As for the national apartment boom, it’s over as we wait for 54,000 new apartments commenced in Sydney during 2018 and 2019 that will be completed by the end of the year.
And while property investors in these apartments can expect high vacancy rates and poor near-term yields, it’s the second and third order impacts that may interest share investors.
One company with heavy exposure to the property boom — and now the bust — is, or will be, Bingo Industries.
In February the company announced “a faster than anticipated softening in multi-dwelling residential construction activity across Bingo’s key markets in NSW and Victoria”, adding: “Volumes in our building and demolition collections business were above the previous corresponding period, but have not grown as much as initially forecast. In addition, competition in the B&D collections market has put downward pressure on pricing, impacting our margins.”
It was a double whammy that caused the share price to fall almost 50 per cent in a single day, from a high of $2.30 to a low of $1.17. Bingo’s shares have since bounced 90 per cent to $2.39.
Indeed, builders including AV Jennings, Villaworld (which has received a takeover bid), Stockland and Mirvac have all seen strong share price performances since their first-quarter lows. Building material suppliers such as CSR, Boral and James Hardie have also recorded strong bounces in share prices.
No doubt these performances have been at least partly attributable to relief following the Coalition victory at the federal election. However, the building game has always been a cyclical one. While investors have done well buying shares in listed builders when they are trading at a discount to their net tangible assets and selling when they revert back to a premium, one must ask whether the recent bout of enthusiasm is justified.

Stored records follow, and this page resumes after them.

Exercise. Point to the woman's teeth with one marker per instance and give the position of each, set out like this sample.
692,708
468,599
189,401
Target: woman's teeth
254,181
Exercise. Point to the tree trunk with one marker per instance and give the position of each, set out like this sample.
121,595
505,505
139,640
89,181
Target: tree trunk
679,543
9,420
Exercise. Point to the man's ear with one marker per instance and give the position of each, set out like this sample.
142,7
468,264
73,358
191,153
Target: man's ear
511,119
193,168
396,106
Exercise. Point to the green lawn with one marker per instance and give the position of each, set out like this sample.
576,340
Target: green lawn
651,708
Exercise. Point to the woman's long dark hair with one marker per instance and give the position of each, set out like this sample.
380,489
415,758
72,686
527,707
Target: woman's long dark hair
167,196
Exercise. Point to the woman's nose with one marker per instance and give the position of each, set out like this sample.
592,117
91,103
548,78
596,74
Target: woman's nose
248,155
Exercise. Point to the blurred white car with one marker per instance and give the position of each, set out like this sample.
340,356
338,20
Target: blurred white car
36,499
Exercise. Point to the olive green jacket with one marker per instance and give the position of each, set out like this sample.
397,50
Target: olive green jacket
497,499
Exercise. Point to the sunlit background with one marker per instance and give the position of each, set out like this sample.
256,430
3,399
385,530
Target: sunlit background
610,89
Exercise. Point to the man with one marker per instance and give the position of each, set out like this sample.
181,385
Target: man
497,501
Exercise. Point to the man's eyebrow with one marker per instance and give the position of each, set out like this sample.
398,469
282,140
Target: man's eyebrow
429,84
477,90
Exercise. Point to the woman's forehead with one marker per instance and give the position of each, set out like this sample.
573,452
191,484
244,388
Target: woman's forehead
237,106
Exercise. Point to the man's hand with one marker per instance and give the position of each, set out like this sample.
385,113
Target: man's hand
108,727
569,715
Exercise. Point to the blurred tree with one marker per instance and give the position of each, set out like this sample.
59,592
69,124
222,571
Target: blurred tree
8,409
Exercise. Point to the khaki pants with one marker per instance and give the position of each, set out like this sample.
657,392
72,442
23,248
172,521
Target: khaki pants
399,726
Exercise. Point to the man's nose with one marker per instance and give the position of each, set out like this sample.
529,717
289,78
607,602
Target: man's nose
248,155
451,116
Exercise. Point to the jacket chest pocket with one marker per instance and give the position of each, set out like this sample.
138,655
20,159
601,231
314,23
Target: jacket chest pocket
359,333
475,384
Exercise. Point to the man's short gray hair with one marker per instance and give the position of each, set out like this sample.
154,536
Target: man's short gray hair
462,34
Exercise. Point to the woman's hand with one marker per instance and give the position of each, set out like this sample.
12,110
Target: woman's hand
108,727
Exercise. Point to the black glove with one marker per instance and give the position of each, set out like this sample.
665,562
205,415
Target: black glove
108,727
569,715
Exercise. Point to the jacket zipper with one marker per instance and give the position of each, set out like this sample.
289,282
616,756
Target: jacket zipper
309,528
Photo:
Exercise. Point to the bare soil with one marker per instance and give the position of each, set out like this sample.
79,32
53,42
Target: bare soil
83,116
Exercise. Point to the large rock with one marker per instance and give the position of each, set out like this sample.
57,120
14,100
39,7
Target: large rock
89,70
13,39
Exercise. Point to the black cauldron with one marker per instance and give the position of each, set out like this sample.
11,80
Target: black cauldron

Discussions with the staff of some of Australia’s largest home builders, many of which aren’t listed, reveals a 30-50 per cent decline in the pipeline by Christmas if significant changes aren’t seen.

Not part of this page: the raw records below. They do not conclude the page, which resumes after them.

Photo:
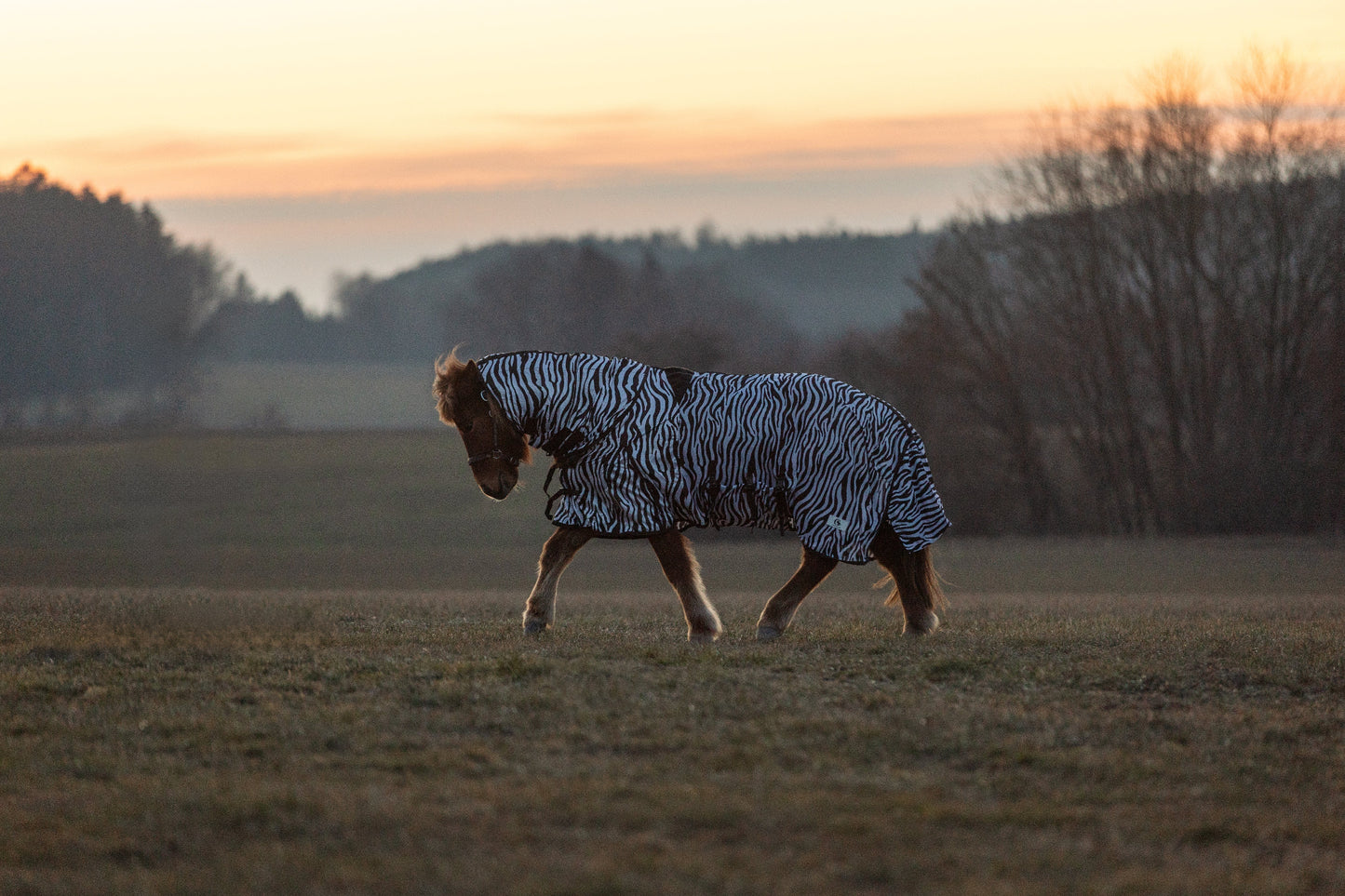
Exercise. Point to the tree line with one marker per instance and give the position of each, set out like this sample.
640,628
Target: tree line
1148,335
96,299
1153,338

And that brings us back to Bingo. In February, Bingo simply announced that its previous forecast of a 15-20 per cent increase in profits would be unlikely and its 2019 profit would more likely reflect the previous year’s number. The share price halved.

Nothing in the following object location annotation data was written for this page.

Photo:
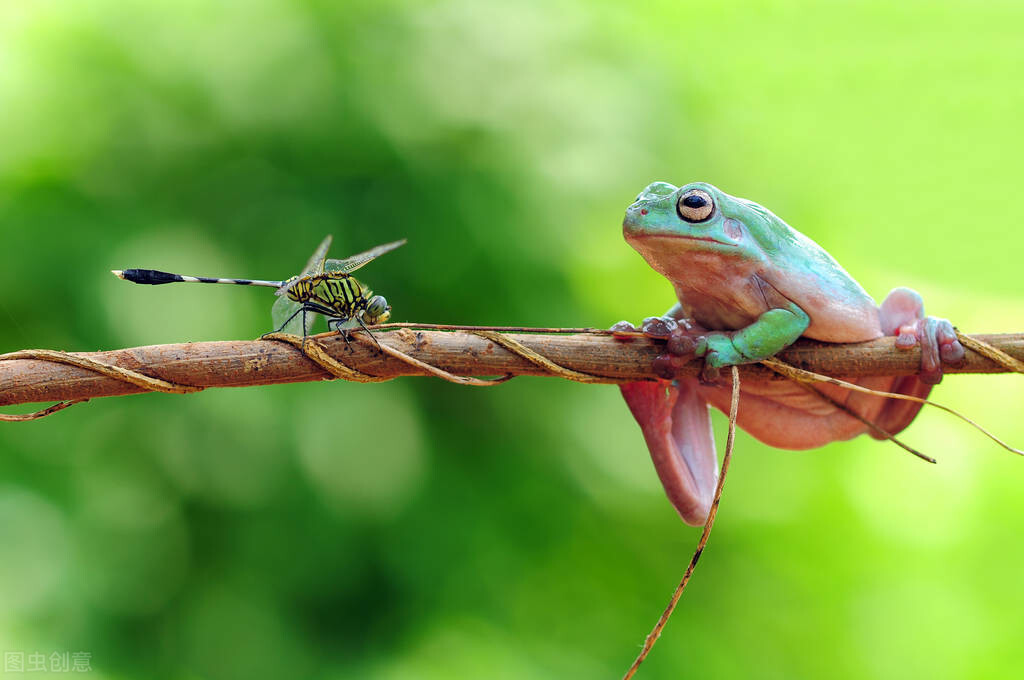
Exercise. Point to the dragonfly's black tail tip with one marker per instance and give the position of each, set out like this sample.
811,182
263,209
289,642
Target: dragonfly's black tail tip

When the company offered its 2019 updated guidance, national housing approvals were already slumping but building activity remained at record levels. That’s still the case today — building activity remains at near all-time highs. But that is changing fast. At this stage, I expect the sharp decline in national building approvals to be followed by an equally sharp decline in activity. That means less Bingo bins being required at fewer building sites.
With Bingo raising $420 million to fund its recent acquisition of Dial-a-Dump (according to its half-yearly balance sheet), which in turn gave the vendors of Dial-a-Dump $378m in cash and about $200m in Bingo shares at the time, it is likely returns on equity for Bingo shareholders will fall.
The extent of that fall remains to be seen, but if the company is reporting flat profits at best in 2019 with more than double the equity it had at the end of 2018, it is reasonable to expect the return on equity to at least halve. A business that is twice the size but earning half as much, in terms of profitability, isn’t really worth a lot more, irrespective of what the share price does.
With that in mind, caution should be applied to the company’s recent share price enthusiasm, especially since the fall in dwelling approvals is yet to be fully felt.
Roger Montgomery is founder and chief investment officer of the Montgomery Fund.
The slump in dwelling approvals has now been well documented. At the peak an estimated 280,000 dwellings were approved for construction. That number has now declined almost 40 per cent, to about 170,000 dwellings.